Self Improvement
Thomas Alfa Edison
by
STUDiLMU Editor
Posted on
Feb 18, 2019
Ada satu peristiwa tentang Thomas Alfa Edison, sang penemu lampu pijar, yang unik dan selalu saya ingat. Yaitu tentang bagaimana ia mengajukan protes terhadap surat kabar yang memuat judul berita utama: “Setelah 9.955 kali gagal menemukan bola lampu pijar, Edison akhirnya berhasil menemukan lampu yang menyala”, setelah ia sukses menciptakan lampu pijar yang mampu bertahan menyala lebih dari 1000 jam. Ada yang mengatakan Thomas Alva Edison mencoba 999 kali. Baru pada kali ke-1000 dia berhasil. Bahkan di internet, banyak versi berseliweran, mulai dari angka 300, 700, 999, 1000, 2000, 3000, 5000, 10.000, bahkan 20.000. Tidak jelas mana yang benar. Namun satu kalimat yang banyak dikutip adalah respon Edison terhadap judul artikel itu. “I have not failed 10,000 times. I have not failed once. I have succeeded in proving that those 10,000 ways will not work. When I have eliminated the ways that will not work, I will find the way that will work.” (Saya bukan gagal 10.000 kali. Saya tidak gagal satu kali pun. Saya berhasil membuktikan bahwa ada 10.000 cara yang keliru. Ketika saya telah mengetahui cara-cara yang keliru, akhirnya saya akan menemukan sebuah cara yang benar).
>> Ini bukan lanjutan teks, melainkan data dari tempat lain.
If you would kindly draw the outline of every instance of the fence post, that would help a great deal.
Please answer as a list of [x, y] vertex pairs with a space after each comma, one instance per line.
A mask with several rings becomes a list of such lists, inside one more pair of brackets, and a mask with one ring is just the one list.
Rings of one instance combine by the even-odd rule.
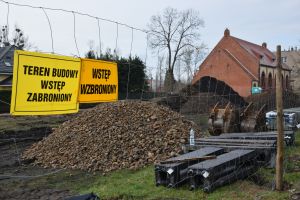
[[283, 106], [282, 106], [282, 76], [281, 76], [281, 46], [277, 46], [277, 76], [276, 76], [276, 109], [277, 109], [277, 156], [276, 156], [276, 190], [283, 189]]

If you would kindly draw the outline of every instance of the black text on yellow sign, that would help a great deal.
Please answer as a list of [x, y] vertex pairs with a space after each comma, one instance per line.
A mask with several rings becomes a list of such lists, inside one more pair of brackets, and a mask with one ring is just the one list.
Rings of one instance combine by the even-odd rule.
[[117, 63], [81, 59], [80, 103], [112, 102], [118, 100]]
[[15, 51], [12, 115], [78, 112], [80, 59]]

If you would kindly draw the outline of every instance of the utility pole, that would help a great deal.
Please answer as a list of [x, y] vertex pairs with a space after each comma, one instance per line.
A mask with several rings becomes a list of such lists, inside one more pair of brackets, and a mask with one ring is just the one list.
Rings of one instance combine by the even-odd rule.
[[283, 156], [284, 156], [284, 134], [283, 134], [283, 106], [282, 106], [282, 65], [281, 46], [277, 46], [277, 75], [276, 75], [276, 109], [277, 109], [277, 156], [276, 156], [276, 190], [283, 189]]

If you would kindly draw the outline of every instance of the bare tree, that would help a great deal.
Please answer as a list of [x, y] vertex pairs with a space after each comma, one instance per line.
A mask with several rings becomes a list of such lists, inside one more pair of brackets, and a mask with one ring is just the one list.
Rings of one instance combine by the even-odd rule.
[[193, 64], [194, 64], [193, 74], [192, 74], [193, 77], [195, 76], [195, 74], [197, 73], [197, 71], [199, 69], [200, 62], [203, 61], [203, 59], [209, 53], [208, 50], [209, 50], [209, 48], [207, 48], [207, 46], [203, 43], [201, 44], [200, 47], [195, 49], [194, 58], [193, 58]]
[[161, 92], [162, 89], [162, 75], [163, 75], [163, 63], [164, 63], [165, 57], [164, 56], [158, 56], [158, 65], [157, 65], [157, 74], [158, 74], [158, 92]]
[[184, 63], [184, 72], [186, 73], [186, 80], [188, 84], [192, 82], [192, 79], [199, 67], [200, 61], [203, 60], [206, 54], [204, 49], [206, 49], [206, 45], [201, 44], [199, 47], [188, 47], [184, 50], [182, 61]]
[[181, 83], [181, 77], [182, 77], [182, 72], [181, 72], [181, 59], [178, 59], [175, 65], [175, 71], [177, 75], [177, 82], [180, 84]]
[[164, 88], [167, 92], [174, 90], [174, 67], [187, 47], [195, 48], [200, 42], [199, 30], [204, 21], [194, 10], [178, 11], [166, 8], [162, 15], [151, 17], [150, 44], [153, 49], [167, 52], [167, 70]]
[[0, 30], [0, 47], [9, 46], [8, 40], [8, 28], [7, 26], [3, 26]]
[[195, 50], [193, 48], [186, 48], [185, 53], [183, 55], [182, 61], [184, 63], [184, 72], [186, 73], [186, 80], [187, 83], [191, 83], [192, 80], [192, 61], [193, 61], [193, 54]]
[[8, 27], [3, 26], [2, 29], [0, 30], [0, 47], [14, 45], [19, 49], [37, 50], [37, 48], [29, 42], [28, 36], [25, 36], [24, 32], [17, 25], [15, 25], [13, 38], [11, 40], [9, 40], [8, 35], [9, 35]]

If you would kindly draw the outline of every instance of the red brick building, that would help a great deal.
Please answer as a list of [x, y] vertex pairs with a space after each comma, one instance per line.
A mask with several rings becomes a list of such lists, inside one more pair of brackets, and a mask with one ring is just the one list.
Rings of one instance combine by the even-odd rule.
[[[283, 65], [284, 89], [289, 88], [291, 70]], [[233, 37], [226, 29], [224, 36], [200, 65], [192, 84], [200, 84], [203, 78], [223, 81], [242, 97], [251, 95], [252, 86], [263, 90], [275, 88], [275, 55], [261, 46]], [[217, 84], [217, 83], [214, 83]]]

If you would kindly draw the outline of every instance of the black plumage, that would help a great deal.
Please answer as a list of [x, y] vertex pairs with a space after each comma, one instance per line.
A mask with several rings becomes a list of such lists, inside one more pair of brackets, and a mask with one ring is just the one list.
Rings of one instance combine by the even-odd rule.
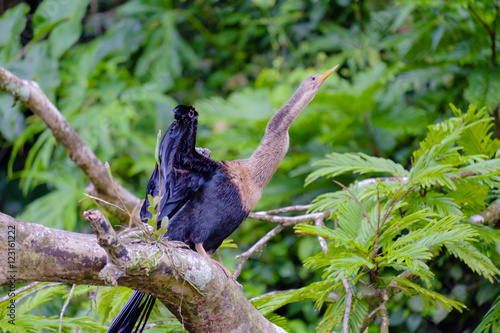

Wow. Itu yang pertama terlintas dalam benak saya saat membaca berbagai angka yang disebut berbagai pihak itu. Berhenti di angka 300 saja, bagi banyak orang mungkin sudah menjadi pencapaian besar tersendiri. Boro-boro mencoba sampai ribuan kali. Berapa banyak dari kita yang merasa sudah cukup saat untuk ke tujuh belas kalinya kita gagal? Mau sebanyak apa lagi usaha dan waktu dibuang untuk mencoba? Lalu kita memutuskan untuk berhenti dan beralih pada hal lainnya. Tapi Edison tidak demikian. Ia memutuskan untuk terus mencoba, dan memandang ketidakberhasilannya tetap sebagai
keberhasilan. Keberhasilan menemukan sekian ribu alternatif yang tidak tepat. Bagai koleksi not-to-do yang bisa diwariskan sebagai pegangan bagi usaha selanjutnya. Betapa luar biasanya cara pikir sosok ini.
Mereka yang berhak menyandang sebutan climber memang bagai bocah kecil yang keras kepala – dalam artian positif. Sering kita menyaksikan begitu ngototnya seorang bocah melakukan hal yang terus menerus dilarang orangtuanya. Tidak jarang hingga akhirnya ia sendiri mengalami celaka karena kengototannya itu. Misalnya seorang bocah pemberani yang hobi mencoba berdiri di atas sadel sepedanya saat sedang meluncur. Keras kepala yang memancing jerit takut larangan ibunya, hingga berbagai koleksi luka hingga tulang patah, dan kerusakan sepeda dalam berbagai bentuk. Tapi bukannya kapok dan berhenti, ia justru belajar bahwa next time, perlu menempatkan kaki di posisi tertentu, dan menumpukan berat di titik tertentu agar bisa imbang lebih lama. Di masa depan ia menjadi atlet sepeda downhill ternama.
Ruginya adalah, kengototan positif yang kita miliki di masa kecil untuk mencapai sesuatu yang kita yakini akan membuahkan hasil, berkurang kadarnya seiring pertambahan usia. Lebih mudah bagi kita untuk ngotot atas sesuatu yang tidak membawa banyak manfaat, misalnya ngotot berdebat tentang tim sepakbola mana yang lebih baik. Jikapun kita sukses memenangkan perdebatan, tidak ada sumbangsihnya terhadap pergerakan kita ke depan. Lain cerita jika kita adalah si pemain dari klub sepakbola, yang ngotot berlatih kerasa agar dapat tampil prima dan membuktikan perkataan kita bahwa tim kita lah yang terbaik. Kengototan alias keras kepala seperti inilah yang perlu kita pertahankan. Keras kepala positif seperti yang didemonstrasikan Edison, bahwa yang ia lakukan akan
membawa hasil positif. Keras kepala untuk tetap dan terus mencoba, walaupun melakukan kesalahan yang menumpuk daftarnya. Keras kepala untuk terus bergerak, dantidak berhenti.
“Success seems to be connected with action. Successful people keep moving. They make mistakes, but the don’t quit.”